Pathmark parent set to revise recapitalization.

Supermarkets General Corp., owner of the Pathmark grocery and drugstore chain, said Wednesday it plans to revise a previously announced recapitalization that included $675 million of new bank loans.

Led by Bankers Trust Co., the bank deal was contingent on the company's completing an initial public offering of stock as part of the proposed recapitalization.

But in a statement, Supermarkets General said it pulled the offering because it received a poor market reception.

Effect of Strike

The company cited the impact of a labor strike on its second-quarter results as a reason for the cancellation.

Supermarket deals in general have fallen out of favor in the new-issue market because flat to lower food prices are hurting industry sales, according to analysts at Standard & Poor's Corp.

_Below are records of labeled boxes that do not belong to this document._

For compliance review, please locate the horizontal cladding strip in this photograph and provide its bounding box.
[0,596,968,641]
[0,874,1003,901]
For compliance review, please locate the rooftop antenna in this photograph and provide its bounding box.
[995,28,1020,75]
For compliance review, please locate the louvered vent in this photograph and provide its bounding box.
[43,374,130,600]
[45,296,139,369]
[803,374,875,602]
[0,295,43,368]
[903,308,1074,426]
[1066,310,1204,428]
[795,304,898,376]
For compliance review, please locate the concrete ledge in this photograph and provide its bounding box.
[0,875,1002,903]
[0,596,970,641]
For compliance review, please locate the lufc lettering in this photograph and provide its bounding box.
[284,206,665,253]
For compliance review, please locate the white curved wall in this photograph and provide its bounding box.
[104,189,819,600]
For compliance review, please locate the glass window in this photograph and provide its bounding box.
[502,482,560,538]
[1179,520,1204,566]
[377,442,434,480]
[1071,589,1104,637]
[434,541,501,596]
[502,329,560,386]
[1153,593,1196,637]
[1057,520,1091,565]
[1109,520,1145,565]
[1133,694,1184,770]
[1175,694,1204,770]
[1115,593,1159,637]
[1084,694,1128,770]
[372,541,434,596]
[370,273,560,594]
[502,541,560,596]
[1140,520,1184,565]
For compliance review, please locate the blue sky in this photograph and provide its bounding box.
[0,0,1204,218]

Supermarkets General said it is considering alternative recapitalization plans that would include many of the previous plan's elements, except for the stock offering.

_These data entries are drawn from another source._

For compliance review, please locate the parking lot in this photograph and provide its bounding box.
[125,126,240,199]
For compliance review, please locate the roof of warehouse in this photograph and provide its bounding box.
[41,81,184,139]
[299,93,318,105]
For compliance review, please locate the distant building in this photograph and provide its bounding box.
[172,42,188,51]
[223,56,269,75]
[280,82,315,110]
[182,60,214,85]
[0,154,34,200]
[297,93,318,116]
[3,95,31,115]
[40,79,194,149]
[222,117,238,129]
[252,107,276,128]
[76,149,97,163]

Anthony Cuti, Supermarket General's chief financial officer, could not be reached for comment on how the revised plans would affect the bank financing. Without the infusion of new equity from a stock offering, the company may have to bump up the pricing on the bank loans again. The credit was first repriced in May.

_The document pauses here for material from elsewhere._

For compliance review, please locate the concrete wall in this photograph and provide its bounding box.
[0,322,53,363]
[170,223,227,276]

That's what happened to Ralph's Supermarkets Inc. last July, when it canceled a planned stock offering.

Ralph's proceeded with the other elements of its recapitalization, including a new bank credit. But it had to pay a higher interest rate on the loans. Bankers Trust was also the agent bank for Ralph's.

Fear of Excess Debt

Even when the initial public offering was in the picture, some banks refused to participate in the Supermarkets General deal because they thought the recapitalization would still leave the company with too much debt.

Bankers Trust initially priced the Supermarkets General credit at 225 basis points over the London interbank offered rate, which was widely considered inadequate when the deal was first launched this spring.

Pricing was increased in May, and a special tranche was created to attract yield-hungry loan funds. The loan was then fully subscribed, but Bankers Trust. was left with more of its original underwriting commitment than it wanted.